愛林日 (記念日 4月3日)
アメリカから伝わった「木を植える日」の概念が、日本の国土緑化運動へと育っていく過程は、明治期の文明開化の縮図とも言えます。1895年(明治28年)、来日したアメリカの教育家ノースロップが、本国で根付いていた植樹運動「Arbor Day(愛林日)」を日本に紹介しました。この種火が着火するまでには、さらに3年の時間が必要でした。
1898年(明治31年)、林学博士・本多静六の提唱により、神武天皇祭が執り行われる4月3日が「植栽日」として定められました。神武天皇祭という国家的な祭祀の日に合わせた選択には、植樹を単なる農業行事ではなく、国民的な行事として位置づけようとする意図が見て取れます。

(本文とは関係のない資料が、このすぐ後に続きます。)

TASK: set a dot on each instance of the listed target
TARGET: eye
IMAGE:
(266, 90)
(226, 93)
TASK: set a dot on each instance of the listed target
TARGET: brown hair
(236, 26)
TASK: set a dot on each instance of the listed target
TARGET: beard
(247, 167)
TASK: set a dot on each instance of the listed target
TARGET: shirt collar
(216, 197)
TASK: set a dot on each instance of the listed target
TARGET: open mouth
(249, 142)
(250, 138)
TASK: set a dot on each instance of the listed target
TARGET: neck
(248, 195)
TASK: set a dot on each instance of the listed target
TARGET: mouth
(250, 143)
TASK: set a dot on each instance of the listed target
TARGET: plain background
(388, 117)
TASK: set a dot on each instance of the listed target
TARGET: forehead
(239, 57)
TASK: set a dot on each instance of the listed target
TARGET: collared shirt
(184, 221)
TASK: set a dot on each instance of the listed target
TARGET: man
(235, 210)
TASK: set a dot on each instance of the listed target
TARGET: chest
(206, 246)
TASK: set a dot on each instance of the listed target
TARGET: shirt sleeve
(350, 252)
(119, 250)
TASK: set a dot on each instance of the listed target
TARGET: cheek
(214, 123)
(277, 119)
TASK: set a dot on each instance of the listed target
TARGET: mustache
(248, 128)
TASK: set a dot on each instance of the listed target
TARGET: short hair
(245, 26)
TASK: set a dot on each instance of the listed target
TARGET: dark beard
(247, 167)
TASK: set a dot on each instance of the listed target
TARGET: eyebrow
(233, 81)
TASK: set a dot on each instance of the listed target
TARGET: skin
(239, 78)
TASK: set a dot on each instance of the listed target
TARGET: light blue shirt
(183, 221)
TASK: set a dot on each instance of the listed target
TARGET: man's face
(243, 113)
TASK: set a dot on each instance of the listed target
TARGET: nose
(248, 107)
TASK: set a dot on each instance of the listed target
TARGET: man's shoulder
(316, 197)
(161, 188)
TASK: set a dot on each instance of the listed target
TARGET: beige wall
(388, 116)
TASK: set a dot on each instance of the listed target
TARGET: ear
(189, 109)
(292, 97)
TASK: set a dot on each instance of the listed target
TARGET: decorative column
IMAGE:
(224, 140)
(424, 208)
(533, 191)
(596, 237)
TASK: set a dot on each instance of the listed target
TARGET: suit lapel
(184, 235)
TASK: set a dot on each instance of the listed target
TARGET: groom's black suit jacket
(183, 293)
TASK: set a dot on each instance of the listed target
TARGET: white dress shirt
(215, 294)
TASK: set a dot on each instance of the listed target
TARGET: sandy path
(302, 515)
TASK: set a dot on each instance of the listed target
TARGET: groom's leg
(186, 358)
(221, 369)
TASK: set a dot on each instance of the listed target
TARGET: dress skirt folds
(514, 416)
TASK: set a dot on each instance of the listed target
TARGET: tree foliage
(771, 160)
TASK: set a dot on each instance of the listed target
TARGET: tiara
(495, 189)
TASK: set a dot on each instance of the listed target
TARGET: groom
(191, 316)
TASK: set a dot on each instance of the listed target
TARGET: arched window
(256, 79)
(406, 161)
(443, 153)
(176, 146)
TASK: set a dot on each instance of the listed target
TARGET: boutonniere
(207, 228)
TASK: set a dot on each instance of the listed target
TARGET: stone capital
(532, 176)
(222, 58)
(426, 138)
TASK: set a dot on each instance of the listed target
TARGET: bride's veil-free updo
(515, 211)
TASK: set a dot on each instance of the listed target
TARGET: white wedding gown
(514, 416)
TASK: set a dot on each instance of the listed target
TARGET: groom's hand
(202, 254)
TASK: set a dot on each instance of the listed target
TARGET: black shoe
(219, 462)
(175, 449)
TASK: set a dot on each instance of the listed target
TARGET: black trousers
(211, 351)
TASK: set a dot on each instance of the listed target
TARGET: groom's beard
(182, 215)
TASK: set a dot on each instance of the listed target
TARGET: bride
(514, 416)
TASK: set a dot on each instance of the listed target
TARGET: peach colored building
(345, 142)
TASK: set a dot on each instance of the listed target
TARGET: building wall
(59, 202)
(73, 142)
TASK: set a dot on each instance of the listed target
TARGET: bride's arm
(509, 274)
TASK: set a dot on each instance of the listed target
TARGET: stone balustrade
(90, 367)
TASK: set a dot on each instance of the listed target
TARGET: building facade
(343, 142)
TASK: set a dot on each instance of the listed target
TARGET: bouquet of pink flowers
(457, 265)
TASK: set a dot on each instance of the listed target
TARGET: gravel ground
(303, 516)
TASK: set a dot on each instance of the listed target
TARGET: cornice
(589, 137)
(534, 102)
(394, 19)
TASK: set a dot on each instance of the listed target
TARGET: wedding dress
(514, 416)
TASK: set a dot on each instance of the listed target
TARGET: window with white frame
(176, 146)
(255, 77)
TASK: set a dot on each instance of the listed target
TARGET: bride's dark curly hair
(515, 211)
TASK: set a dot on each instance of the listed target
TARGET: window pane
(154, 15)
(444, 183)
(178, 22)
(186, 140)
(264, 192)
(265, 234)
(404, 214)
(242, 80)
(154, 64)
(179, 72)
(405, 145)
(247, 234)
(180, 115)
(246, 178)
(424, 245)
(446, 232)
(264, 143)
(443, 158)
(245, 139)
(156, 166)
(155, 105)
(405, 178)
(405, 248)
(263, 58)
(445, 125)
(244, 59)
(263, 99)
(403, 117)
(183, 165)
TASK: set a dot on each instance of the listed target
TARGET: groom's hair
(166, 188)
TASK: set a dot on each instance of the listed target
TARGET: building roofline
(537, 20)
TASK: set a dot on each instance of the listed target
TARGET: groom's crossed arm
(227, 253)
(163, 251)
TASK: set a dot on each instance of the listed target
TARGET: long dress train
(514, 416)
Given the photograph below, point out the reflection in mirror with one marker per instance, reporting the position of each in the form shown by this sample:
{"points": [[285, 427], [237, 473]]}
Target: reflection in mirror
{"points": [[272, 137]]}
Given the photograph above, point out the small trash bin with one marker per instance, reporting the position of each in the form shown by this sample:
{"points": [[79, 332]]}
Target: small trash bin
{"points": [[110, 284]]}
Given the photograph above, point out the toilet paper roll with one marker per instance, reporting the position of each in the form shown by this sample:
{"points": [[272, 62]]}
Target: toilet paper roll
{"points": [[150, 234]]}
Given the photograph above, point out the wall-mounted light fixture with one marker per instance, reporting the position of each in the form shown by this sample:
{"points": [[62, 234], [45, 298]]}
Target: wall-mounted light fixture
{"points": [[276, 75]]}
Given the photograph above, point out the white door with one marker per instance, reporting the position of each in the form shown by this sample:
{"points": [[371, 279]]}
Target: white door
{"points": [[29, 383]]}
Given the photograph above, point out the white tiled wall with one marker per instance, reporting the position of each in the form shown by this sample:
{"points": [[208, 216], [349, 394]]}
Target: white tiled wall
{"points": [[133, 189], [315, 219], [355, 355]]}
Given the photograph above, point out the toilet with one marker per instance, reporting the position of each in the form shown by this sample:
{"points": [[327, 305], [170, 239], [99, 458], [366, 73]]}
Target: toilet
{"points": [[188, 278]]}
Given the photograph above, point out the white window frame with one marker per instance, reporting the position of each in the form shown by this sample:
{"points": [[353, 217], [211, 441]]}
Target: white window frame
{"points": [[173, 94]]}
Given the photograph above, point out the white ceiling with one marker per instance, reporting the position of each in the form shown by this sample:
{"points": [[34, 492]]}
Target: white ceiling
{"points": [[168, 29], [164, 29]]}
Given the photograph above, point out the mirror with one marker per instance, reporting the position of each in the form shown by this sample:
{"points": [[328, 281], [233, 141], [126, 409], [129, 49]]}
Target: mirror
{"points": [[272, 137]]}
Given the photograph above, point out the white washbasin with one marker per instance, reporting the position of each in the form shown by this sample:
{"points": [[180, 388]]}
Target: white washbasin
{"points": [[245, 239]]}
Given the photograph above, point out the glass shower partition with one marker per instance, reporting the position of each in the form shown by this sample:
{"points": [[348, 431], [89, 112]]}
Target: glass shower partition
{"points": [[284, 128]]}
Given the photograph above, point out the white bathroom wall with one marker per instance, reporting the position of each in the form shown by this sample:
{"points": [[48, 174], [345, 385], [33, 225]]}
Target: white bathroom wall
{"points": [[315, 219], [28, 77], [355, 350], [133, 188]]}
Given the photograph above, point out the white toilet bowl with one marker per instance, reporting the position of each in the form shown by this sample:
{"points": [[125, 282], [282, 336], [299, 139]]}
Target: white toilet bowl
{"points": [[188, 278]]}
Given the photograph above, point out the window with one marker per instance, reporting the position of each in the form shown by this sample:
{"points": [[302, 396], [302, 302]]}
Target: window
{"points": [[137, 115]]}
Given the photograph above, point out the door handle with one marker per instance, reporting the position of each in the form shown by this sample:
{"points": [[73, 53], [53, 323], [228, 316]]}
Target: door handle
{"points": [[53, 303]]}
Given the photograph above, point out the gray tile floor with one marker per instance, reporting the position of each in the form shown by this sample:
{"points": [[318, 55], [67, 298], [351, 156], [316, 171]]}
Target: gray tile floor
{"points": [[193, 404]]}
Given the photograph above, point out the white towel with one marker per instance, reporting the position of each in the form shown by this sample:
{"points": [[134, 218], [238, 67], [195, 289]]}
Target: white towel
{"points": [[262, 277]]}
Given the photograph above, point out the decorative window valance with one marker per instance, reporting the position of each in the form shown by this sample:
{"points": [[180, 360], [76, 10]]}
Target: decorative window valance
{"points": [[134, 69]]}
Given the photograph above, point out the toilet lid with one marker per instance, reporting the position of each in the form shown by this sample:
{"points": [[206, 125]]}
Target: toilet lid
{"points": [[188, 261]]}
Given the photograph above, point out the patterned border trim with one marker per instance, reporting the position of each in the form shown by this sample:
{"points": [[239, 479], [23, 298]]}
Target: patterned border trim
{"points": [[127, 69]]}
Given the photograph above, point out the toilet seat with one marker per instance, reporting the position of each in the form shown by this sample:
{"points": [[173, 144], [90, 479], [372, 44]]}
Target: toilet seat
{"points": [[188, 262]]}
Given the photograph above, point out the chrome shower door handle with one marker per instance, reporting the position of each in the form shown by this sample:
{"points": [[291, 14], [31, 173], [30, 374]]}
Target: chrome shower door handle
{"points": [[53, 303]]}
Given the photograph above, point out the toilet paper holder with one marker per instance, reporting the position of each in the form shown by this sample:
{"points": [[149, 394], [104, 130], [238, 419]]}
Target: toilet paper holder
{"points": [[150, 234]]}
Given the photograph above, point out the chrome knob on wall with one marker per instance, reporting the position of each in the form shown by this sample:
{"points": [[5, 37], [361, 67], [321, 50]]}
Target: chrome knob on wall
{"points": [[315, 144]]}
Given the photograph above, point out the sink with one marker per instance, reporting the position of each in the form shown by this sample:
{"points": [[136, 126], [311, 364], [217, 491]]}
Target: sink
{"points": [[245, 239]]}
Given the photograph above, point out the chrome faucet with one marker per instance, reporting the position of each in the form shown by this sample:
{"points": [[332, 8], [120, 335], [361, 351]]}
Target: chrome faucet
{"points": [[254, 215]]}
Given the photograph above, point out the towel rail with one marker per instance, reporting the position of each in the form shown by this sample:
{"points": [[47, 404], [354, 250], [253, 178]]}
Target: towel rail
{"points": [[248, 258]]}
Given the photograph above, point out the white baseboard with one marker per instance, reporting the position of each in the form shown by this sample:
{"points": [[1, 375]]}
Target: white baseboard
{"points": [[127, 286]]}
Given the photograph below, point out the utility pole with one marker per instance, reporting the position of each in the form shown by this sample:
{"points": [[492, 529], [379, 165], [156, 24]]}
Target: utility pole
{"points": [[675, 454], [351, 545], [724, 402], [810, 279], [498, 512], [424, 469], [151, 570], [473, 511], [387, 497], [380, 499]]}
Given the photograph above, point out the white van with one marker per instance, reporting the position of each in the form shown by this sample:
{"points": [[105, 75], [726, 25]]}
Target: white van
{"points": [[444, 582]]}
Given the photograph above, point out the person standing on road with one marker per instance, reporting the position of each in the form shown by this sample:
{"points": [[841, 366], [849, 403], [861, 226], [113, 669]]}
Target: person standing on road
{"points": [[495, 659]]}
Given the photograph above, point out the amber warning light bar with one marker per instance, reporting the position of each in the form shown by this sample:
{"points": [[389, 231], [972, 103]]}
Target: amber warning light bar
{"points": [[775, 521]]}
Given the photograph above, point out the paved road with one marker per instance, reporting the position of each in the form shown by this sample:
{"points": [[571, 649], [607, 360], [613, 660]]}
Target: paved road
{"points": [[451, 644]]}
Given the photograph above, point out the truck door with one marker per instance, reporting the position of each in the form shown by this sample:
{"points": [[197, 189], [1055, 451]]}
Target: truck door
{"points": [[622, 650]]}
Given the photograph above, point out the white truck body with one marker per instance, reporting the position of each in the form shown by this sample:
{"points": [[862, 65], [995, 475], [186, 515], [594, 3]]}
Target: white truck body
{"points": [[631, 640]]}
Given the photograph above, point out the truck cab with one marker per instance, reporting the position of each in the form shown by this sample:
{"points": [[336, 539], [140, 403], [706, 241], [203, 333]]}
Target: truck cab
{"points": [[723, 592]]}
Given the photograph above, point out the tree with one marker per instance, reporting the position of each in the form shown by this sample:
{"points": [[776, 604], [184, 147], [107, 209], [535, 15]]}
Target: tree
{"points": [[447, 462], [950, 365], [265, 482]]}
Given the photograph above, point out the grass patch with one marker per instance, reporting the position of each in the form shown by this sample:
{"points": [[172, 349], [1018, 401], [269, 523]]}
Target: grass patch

その後、運動が本格的に組織化されるのは昭和に入ってからのことです。1933年(昭和8年)、大日本山林会会長・和田国次郎と農林次官・石黒忠篤らが中心となり、神武天皇祭を挟む4月2日から4月4日までの3日間を「愛林日」として、全国一斉に愛林行事を催すことを提唱しました。翌1934年(昭和9年)には、日本初の中央植樹行事が茨城県・筑波山麓の「鬼が作国有林」において開催され、全国規模の植樹運動として「愛林日」が正式にスタートしました。
戦後の転換点となったのは1950年(昭和25年)です。愛林日の中央植樹行事を引き継ぐ形で「全国植樹祭」が創設され、毎年開催地を変えながら現在まで続いています。全国植樹祭は天皇・皇后両陛下が御臨席される式典として定着し、国土緑化の象徴的な行事となりました。愛林日という名称は歴史の表舞台から退きましたが、明治末期に蒔かれた種は、形を変えながら日本の緑化文化として現代まで生き続けています。なお、アメリカ発祥の「Arbor Day」は現在も世界中で実施されており、日本の愛林日や全国植樹祭はその精神を受け継ぐ形で発展を遂げました。